True, she made it a bit easier by delivering a prerecorded message, as she was staying back home in San Francisco to help sort out the mess. But, as she pointed out, Bank of America lends to half the homes in the U.S.
She didn't dwell on the inconvenient truth that about one in 10 mortgages is in default. And, as an ongoing testament to extreme volatility in financial markets, the Dow Jones Industrial Average shed more than 200 points, erasing most of its gain for the day at that point, as she and other Bank of America executives addressed the conference.
Focusing on solutions
Yet she delivered a surprisingly upbeat talk filled with concrete strategies for how Bank of America is managing its way through the crisis by employing a combination of old and new approaches for its commercial bank.
Of course, Bank of America did post a $1.1 billion profit last quarter, she said. And it happens to be strong enough to be a buyer, having acquired troubled mortgage originator Countrywide Financial Corp. in January.
But the differences in how Bank of America handled the marketing behind that deal compared to its campaign about nine months earlier for its then-healthy U.S. Trust operation showed a certain dexterity in reacting to crisis.
For U.S. Trust, Bank of America turned to a strategy of upbeat TV vignettes featuring Kiefer Sutherland voice-overs talking about ways in which a new generation of the super-rich prefer to spend their money -- on everything from VW Microbuses to starting charter schools.
Doing without ads
For Countrywide, Ms. Finucane said, Bank of America opted for no advertising at all.
"Countrywide is about our long-term growth opportunities," she said. "It's also a perfect example of how we see the more expansive role [of marketing], including public policy, philanthropy and community outreach arenas that can help us demonstrate we're the bank of opportunity."
With Countrywide, the focus post-acquisition was on meeting with community development groups, nonprofits and housing experts and used testimony before the Federal Reserve Board in California and Illinois to demonstrate what she said is a positive role the bank is playing in the mortgage mess.
"In the months to come, we'll certainly be advertising heavily," she said, but the bank would also be taking action to ease the crisis. The company's public policy and community outreach services, she said, include helping more than 400,000 people avoid foreclosure and making loan modifications on $40 billion worth of its mortgage portfolio.
"That's taking action as the bank of opportunity," she said, "not just talking about."

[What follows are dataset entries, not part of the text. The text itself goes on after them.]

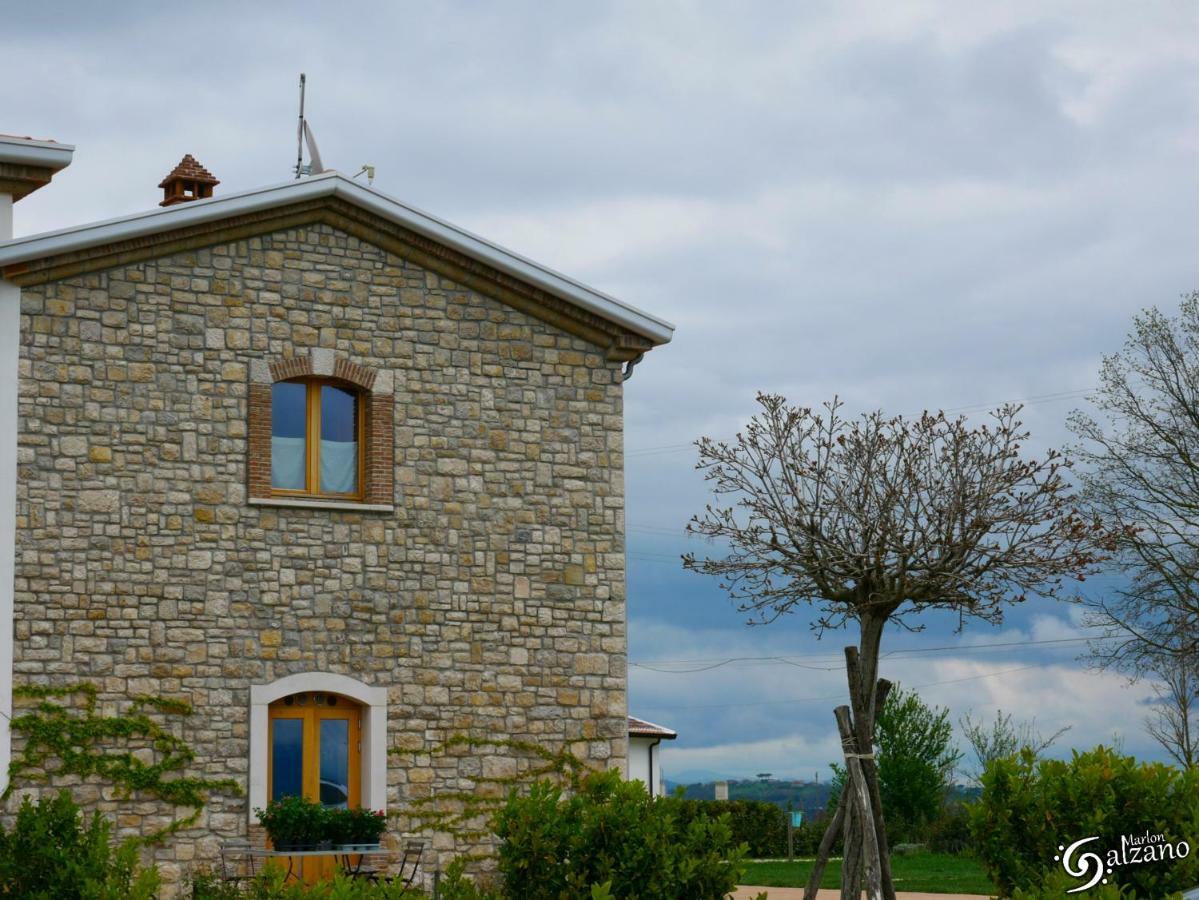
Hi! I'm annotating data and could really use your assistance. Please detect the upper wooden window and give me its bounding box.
[271,379,366,500]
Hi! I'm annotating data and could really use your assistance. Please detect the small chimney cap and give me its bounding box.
[158,153,221,188]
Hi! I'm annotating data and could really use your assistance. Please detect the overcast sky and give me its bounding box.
[0,0,1199,778]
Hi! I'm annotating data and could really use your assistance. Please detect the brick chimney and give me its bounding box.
[158,153,221,206]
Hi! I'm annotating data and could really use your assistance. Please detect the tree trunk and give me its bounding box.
[845,606,896,900]
[845,642,896,900]
[836,709,882,900]
[803,790,849,900]
[803,606,896,900]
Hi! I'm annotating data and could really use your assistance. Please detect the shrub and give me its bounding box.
[495,772,745,900]
[254,796,329,850]
[254,797,387,850]
[0,791,158,900]
[970,747,1199,896]
[192,866,424,900]
[674,798,787,859]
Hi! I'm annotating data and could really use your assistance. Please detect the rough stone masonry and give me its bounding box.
[14,224,626,881]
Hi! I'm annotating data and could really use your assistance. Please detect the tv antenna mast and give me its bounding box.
[295,72,325,179]
[296,72,307,179]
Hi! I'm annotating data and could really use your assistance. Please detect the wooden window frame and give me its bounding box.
[266,691,363,809]
[271,376,368,503]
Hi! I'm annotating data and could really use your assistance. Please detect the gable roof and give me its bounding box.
[0,171,674,345]
[628,715,679,741]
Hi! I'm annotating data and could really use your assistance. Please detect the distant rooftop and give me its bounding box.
[628,715,679,741]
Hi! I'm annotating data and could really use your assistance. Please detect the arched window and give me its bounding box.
[246,348,396,512]
[271,379,366,500]
[247,672,387,825]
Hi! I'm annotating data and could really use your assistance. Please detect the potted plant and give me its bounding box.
[343,809,387,845]
[254,797,329,850]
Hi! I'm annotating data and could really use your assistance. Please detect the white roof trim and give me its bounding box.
[0,171,674,344]
[0,134,74,171]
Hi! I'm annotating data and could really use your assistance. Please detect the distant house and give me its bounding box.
[628,715,679,797]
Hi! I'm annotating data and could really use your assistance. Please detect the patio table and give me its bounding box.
[242,844,386,881]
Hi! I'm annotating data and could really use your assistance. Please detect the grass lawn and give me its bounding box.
[741,853,998,895]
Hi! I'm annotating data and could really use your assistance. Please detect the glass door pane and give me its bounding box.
[271,719,303,801]
[320,719,350,809]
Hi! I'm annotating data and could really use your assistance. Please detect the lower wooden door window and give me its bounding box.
[267,691,362,882]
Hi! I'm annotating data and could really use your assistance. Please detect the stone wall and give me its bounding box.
[16,224,626,876]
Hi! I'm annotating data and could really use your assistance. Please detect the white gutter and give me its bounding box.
[0,134,74,171]
[0,171,674,344]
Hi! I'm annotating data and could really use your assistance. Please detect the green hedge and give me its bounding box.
[673,799,840,859]
[970,747,1199,898]
[495,772,745,900]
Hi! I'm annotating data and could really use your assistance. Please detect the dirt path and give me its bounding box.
[729,884,989,900]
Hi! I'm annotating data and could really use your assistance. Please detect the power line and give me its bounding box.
[638,665,1041,711]
[629,635,1107,675]
[625,387,1096,458]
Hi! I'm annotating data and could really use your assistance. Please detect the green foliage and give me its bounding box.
[495,772,745,900]
[0,791,158,900]
[0,683,241,842]
[829,684,962,842]
[674,799,787,858]
[254,796,387,850]
[254,796,329,850]
[390,735,586,858]
[192,866,424,900]
[970,747,1199,898]
[438,857,504,900]
[674,798,840,859]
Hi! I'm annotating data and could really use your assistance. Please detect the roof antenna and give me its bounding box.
[296,72,325,179]
[296,72,306,179]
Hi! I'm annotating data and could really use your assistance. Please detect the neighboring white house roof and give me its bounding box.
[628,715,679,741]
[0,170,674,344]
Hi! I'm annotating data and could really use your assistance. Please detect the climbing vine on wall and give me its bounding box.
[391,735,588,859]
[0,682,241,844]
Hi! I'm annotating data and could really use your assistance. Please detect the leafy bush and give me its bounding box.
[675,798,840,859]
[254,796,387,850]
[495,772,745,900]
[192,866,426,900]
[254,796,329,850]
[674,798,787,859]
[970,747,1199,898]
[0,791,158,900]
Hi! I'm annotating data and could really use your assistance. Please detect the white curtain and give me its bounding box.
[320,441,359,494]
[271,437,306,490]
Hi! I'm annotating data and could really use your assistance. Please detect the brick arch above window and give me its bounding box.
[246,349,396,511]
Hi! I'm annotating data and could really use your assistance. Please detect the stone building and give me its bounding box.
[0,138,673,875]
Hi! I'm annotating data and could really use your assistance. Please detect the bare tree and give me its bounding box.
[958,709,1071,781]
[1145,657,1199,768]
[683,394,1098,898]
[1070,292,1199,677]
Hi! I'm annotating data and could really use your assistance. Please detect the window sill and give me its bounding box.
[249,497,396,513]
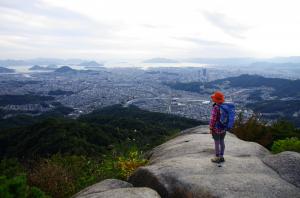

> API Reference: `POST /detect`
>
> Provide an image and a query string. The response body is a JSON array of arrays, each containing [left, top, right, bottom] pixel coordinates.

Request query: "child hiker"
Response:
[[209, 91, 226, 163]]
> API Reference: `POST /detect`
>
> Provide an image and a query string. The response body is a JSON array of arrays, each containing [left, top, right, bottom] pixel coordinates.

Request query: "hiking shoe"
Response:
[[211, 157, 221, 163], [220, 157, 225, 162]]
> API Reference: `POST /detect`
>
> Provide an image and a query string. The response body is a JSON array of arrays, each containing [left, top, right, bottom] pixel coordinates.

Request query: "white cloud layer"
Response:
[[0, 0, 300, 60]]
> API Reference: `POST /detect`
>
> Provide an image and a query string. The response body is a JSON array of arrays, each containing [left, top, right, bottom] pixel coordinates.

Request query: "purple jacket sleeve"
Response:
[[209, 105, 219, 129]]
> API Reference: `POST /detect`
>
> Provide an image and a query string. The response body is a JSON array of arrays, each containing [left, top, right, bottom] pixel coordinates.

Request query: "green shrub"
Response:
[[271, 137, 300, 153], [0, 175, 48, 198], [101, 145, 148, 180]]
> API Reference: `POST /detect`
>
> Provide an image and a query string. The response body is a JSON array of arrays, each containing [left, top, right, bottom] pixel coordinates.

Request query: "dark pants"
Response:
[[212, 132, 226, 157]]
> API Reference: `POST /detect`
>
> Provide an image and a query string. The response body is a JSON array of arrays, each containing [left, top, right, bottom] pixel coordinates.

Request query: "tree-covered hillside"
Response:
[[0, 105, 202, 158]]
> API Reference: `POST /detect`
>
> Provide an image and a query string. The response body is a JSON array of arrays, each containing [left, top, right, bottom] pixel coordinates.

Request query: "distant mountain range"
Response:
[[0, 67, 15, 73], [165, 74, 300, 97], [29, 65, 55, 71], [0, 58, 99, 66], [79, 61, 104, 67], [54, 66, 77, 73]]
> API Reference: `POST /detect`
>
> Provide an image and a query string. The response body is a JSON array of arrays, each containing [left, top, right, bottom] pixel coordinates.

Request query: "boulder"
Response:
[[129, 126, 300, 198], [263, 151, 300, 187], [73, 179, 160, 198]]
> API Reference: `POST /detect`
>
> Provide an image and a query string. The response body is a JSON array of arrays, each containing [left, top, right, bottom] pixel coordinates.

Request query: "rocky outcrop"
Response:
[[73, 179, 160, 198], [129, 126, 300, 198]]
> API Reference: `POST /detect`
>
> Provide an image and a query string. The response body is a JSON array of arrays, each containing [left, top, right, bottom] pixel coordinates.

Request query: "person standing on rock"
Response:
[[209, 91, 226, 163]]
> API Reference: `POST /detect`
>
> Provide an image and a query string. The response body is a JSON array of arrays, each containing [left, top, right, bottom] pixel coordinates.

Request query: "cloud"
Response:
[[177, 37, 234, 47], [203, 11, 249, 39]]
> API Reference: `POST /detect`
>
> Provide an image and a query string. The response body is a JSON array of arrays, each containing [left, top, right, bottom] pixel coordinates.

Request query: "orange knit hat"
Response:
[[210, 91, 225, 103]]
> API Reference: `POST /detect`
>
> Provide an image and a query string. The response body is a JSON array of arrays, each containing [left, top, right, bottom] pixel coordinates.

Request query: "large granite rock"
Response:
[[129, 126, 300, 198], [73, 179, 160, 198]]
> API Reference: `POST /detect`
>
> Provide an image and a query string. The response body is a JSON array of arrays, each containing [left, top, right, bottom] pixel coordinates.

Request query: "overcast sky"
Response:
[[0, 0, 300, 60]]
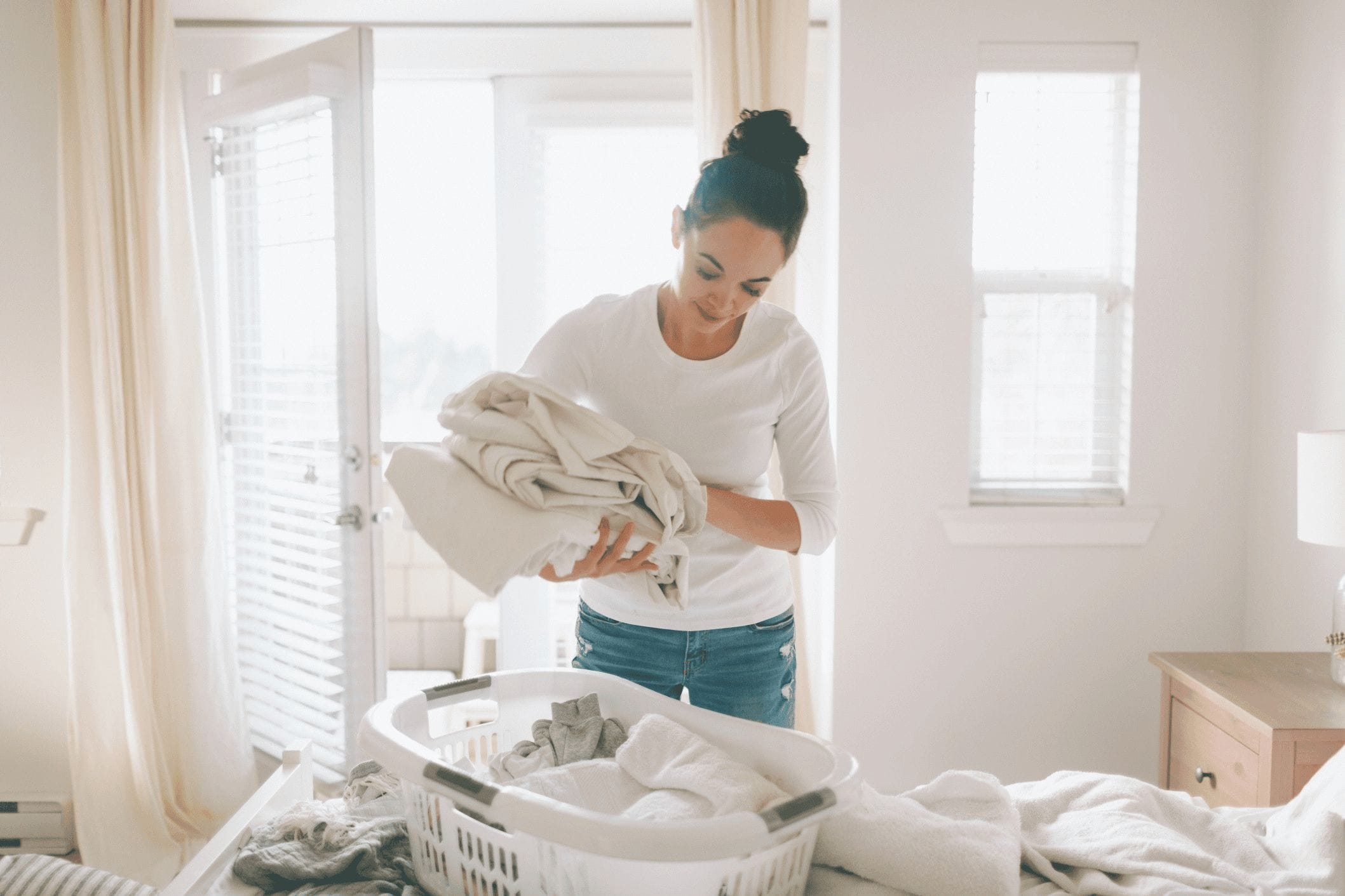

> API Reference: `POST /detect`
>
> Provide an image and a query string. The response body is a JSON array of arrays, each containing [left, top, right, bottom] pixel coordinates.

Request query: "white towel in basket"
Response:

Budget realities may intrude
Of course, under the circumstances, it may be tough for Bank of America to keep spending as much on advertising. Anne Saunders, who handles marketing for Bank of America commercial banking, didn't get into specifics on how the bank would change its ad spending in the next year, but said: "We aren't done planning '09 yet. Obviously the events of the last few weeks will have an impact on our plans. We still want to understand what's happening. As our industry changes, the competitive set we have now is completely different than it was a month ago."
Broadly, however, marketers attending seem to be showing resilience in the face of the downturn. A flash poll after the talk showed 39% of marketers planned to increase '09 spending, higher than the 33% who plan to cut it and the 28% who expect no change. When asked how they expect '09 spending to compare to '08, 26% of attendees said they would increase spending by more than 10%, 28% said spending would be stable, and 19% said they would decrease spending by more than 10%.